On August 1, 181 House members sent a letter to President Obama calling on him to approve the sale of F-16 C/Ds to Taiwan.  A May 26 letter to Obama calling on him to quickly notify Congress of the sale of 66 F-16 C/Ds to Taiwan was signed by 45 Senators.

The Cable

State Department opens Middle East Transitions office

The State Department has opened a brand-new office to manage U.S. policy toward countries attempting democratic transitions in the Middle East.

William Taylor, senior vice president for conflict management at the U.S. Institute of Peace, has moved over to Foggy Bottom to lead the new office, called the Middle East Transitions office, which began operations this week.
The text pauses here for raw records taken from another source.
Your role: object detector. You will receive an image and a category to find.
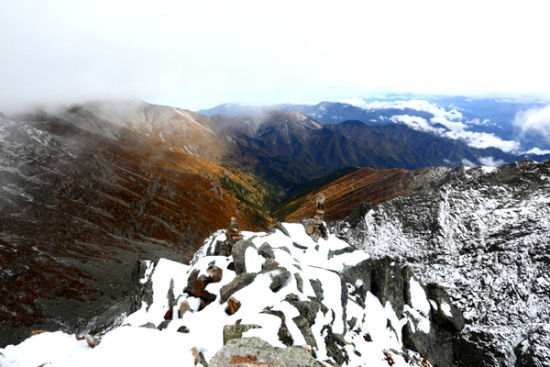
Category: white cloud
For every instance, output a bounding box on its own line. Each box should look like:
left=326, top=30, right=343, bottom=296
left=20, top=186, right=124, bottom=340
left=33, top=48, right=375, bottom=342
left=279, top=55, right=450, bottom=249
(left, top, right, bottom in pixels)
left=461, top=159, right=476, bottom=167
left=514, top=105, right=550, bottom=144
left=478, top=156, right=506, bottom=167
left=338, top=98, right=367, bottom=107
left=368, top=100, right=521, bottom=153
left=525, top=147, right=550, bottom=155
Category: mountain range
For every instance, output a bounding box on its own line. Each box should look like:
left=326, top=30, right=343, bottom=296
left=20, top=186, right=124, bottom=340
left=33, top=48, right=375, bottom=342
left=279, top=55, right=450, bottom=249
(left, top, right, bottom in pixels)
left=1, top=97, right=549, bottom=366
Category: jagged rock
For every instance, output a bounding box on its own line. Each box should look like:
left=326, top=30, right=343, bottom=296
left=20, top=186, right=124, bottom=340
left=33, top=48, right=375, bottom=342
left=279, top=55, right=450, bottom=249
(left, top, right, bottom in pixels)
left=179, top=299, right=192, bottom=318
left=294, top=273, right=304, bottom=293
left=185, top=277, right=217, bottom=305
left=425, top=283, right=464, bottom=332
left=514, top=325, right=550, bottom=367
left=335, top=161, right=550, bottom=367
left=323, top=326, right=348, bottom=365
left=226, top=296, right=241, bottom=315
left=232, top=240, right=258, bottom=275
left=262, top=259, right=280, bottom=272
left=177, top=325, right=190, bottom=333
left=207, top=265, right=223, bottom=283
left=84, top=334, right=99, bottom=348
left=261, top=310, right=294, bottom=347
left=157, top=320, right=171, bottom=330
left=208, top=240, right=233, bottom=257
left=258, top=242, right=275, bottom=259
left=274, top=222, right=291, bottom=237
left=309, top=279, right=323, bottom=301
left=210, top=337, right=322, bottom=367
left=223, top=324, right=261, bottom=345
left=220, top=273, right=257, bottom=303
left=139, top=322, right=156, bottom=329
left=269, top=268, right=291, bottom=292
left=129, top=260, right=155, bottom=313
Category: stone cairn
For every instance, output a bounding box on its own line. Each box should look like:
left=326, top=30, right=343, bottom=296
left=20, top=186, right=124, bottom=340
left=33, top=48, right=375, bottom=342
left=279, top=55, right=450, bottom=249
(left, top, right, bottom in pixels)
left=304, top=193, right=329, bottom=241
left=226, top=216, right=243, bottom=245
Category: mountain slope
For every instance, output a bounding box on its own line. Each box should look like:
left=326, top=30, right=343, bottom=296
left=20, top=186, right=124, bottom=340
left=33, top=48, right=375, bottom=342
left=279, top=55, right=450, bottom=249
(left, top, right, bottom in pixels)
left=333, top=160, right=550, bottom=367
left=0, top=112, right=274, bottom=347
left=274, top=166, right=451, bottom=222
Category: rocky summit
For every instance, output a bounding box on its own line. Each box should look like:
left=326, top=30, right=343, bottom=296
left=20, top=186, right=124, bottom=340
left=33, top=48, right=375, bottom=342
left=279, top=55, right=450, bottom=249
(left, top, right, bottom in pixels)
left=1, top=222, right=467, bottom=367
left=333, top=159, right=550, bottom=367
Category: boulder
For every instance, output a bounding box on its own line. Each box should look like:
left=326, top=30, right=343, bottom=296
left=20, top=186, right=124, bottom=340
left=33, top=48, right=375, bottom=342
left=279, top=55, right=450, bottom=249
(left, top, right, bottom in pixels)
left=207, top=265, right=223, bottom=283
left=269, top=268, right=291, bottom=292
left=210, top=337, right=322, bottom=367
left=225, top=296, right=241, bottom=315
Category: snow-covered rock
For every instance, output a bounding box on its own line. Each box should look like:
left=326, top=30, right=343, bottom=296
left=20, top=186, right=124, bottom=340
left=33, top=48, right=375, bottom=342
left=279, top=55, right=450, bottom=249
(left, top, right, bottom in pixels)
left=0, top=223, right=464, bottom=367
left=333, top=160, right=550, bottom=367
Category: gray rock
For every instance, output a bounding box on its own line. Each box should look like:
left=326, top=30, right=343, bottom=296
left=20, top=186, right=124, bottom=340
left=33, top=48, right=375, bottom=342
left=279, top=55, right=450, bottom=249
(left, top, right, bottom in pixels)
left=210, top=337, right=322, bottom=367
left=514, top=325, right=550, bottom=367
left=258, top=242, right=275, bottom=259
left=294, top=273, right=304, bottom=293
left=219, top=273, right=257, bottom=303
left=269, top=268, right=291, bottom=292
left=231, top=240, right=257, bottom=275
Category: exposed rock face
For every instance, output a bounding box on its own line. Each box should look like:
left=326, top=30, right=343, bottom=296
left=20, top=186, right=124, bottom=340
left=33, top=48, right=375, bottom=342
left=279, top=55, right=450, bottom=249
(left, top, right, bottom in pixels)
left=333, top=160, right=550, bottom=367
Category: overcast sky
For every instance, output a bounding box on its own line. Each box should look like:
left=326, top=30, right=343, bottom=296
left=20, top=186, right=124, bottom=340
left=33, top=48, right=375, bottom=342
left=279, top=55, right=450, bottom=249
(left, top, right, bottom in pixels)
left=1, top=0, right=550, bottom=113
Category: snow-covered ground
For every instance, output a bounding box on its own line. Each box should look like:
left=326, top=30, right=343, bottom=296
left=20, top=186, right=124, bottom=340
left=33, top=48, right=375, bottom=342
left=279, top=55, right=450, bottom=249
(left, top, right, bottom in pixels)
left=1, top=223, right=445, bottom=367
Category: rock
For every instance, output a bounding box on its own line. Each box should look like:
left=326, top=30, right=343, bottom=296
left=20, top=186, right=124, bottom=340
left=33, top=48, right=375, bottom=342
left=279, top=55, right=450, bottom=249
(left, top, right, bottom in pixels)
left=261, top=310, right=294, bottom=347
left=226, top=296, right=241, bottom=315
left=30, top=330, right=50, bottom=337
left=426, top=283, right=465, bottom=332
left=185, top=277, right=217, bottom=306
left=179, top=299, right=192, bottom=318
left=269, top=268, right=291, bottom=292
left=210, top=337, right=322, bottom=367
left=164, top=308, right=173, bottom=320
left=274, top=222, right=290, bottom=237
left=309, top=279, right=323, bottom=301
left=140, top=322, right=156, bottom=329
left=185, top=278, right=207, bottom=297
left=84, top=334, right=99, bottom=348
left=177, top=325, right=190, bottom=333
left=207, top=265, right=223, bottom=283
left=220, top=273, right=257, bottom=303
left=157, top=320, right=171, bottom=330
left=129, top=260, right=155, bottom=313
left=262, top=259, right=280, bottom=272
left=258, top=242, right=275, bottom=259
left=232, top=240, right=257, bottom=275
left=294, top=273, right=304, bottom=293
left=223, top=324, right=261, bottom=345
left=209, top=240, right=233, bottom=257
left=514, top=325, right=550, bottom=367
His deputy is Tamara Cofman Wittes, who is now dual hatted, also continuing on deputy assistant secretary of state for Near Eastern Affairs. Taylor's chief of staff is Karen Volker, who until August was director of the Middle East Partnership Initiative (MEPI), which is now directed by Tom Vajda. MEPI also falls under Wittes' portfolio. Taylor reports up to Deputy Secretary of State Bill Burns and Assistant Secretary of State for Near Eastern Affairs Jeffrey Feltman.

In a Monday interview with The Cable, Taylor said his office will begin by leading State Department coordination on policy toward Egypt, Tunisia, and Libya, the three Middle East countries that are trying to make the shift from dictatorship to democracy.

"The idea is we want to focus energy and policy attention on how we support these three transition countries," he said. "The idea is to be sure this gets top-level attention in the department."

Taylor's office will have about 10 to 12 people, and he said he hopes to soon add a resident senior advisor from both USAID and the Pentagon. The office is meant to be permanent, and would expand its operations to cover countries like Syria and Yemen -- if and when those countries attempt a democratic transition.

Taylor's first job will be to lead an effort to develop support strategies for Egypt, Libya, and Tunisia. Then, his office will go about trying to implement those strategies by working within State, around the interagency process, and then with international financial institutions, non-governmental organizations, and stakeholders on the ground. Taylor said he will attend National Security Council meetings on issues related to his brief.

In President Barack Obama's May 19 speech on the Middle East, he promised to work on establishing enterprise funds for Egypt and Tunisia, which are accounts meant to support start up programs and activities abroad, and said that U.S. support for democracy will "be based on ensuring financial stability; promoting reform; and integrating competitive markets with each other and the global economy -- starting with Tunisia and Egypt."

Taylor said that the administration was still eager to pursue enterprise funds for these countries, but that legislation would be needed to get it done.

"We're looking at the possibly of enterprise funds model as a possible model for these transition countries but we're going to need a lot of support from Congress," he said, adding that State would also ask Congress for authorizations and appropriations to support the new transitions initiative at State. New funding for diplomatic initiatives is a tough sell in this tight fiscal environment, but transition funding does have some support in both parties.

Taylor was chosen for the job in part because he played a key role in a similar diplomatic effort following the collapse of the Soviet Union. In 1991, the State Department put together the Freedom Support Act Office, which managed relations with former members of the Soviet bloc.

That office was run by Ambassador Richard Armitage and reported up to Deputy Secretary of State Lawrence Eagleburger. Taylor worked for Armitage in that office and eventually became its director, a position he held until 2001. The Freedom Support Act Office was combined with the Support for East European Democracy (SEED) office and still exists today.

Taylor was U.S. ambassador to the Ukraine from 2006 to 2009, and before that served as Washington's envoy to the Mideast Quartet. In 2004 and 2005, he directed the Iraq Reconstruction Management Office in Baghdad, and from 2002 to 2003 he served in Kabul as coordinator of U.S. government and international assistance to Afghanistan.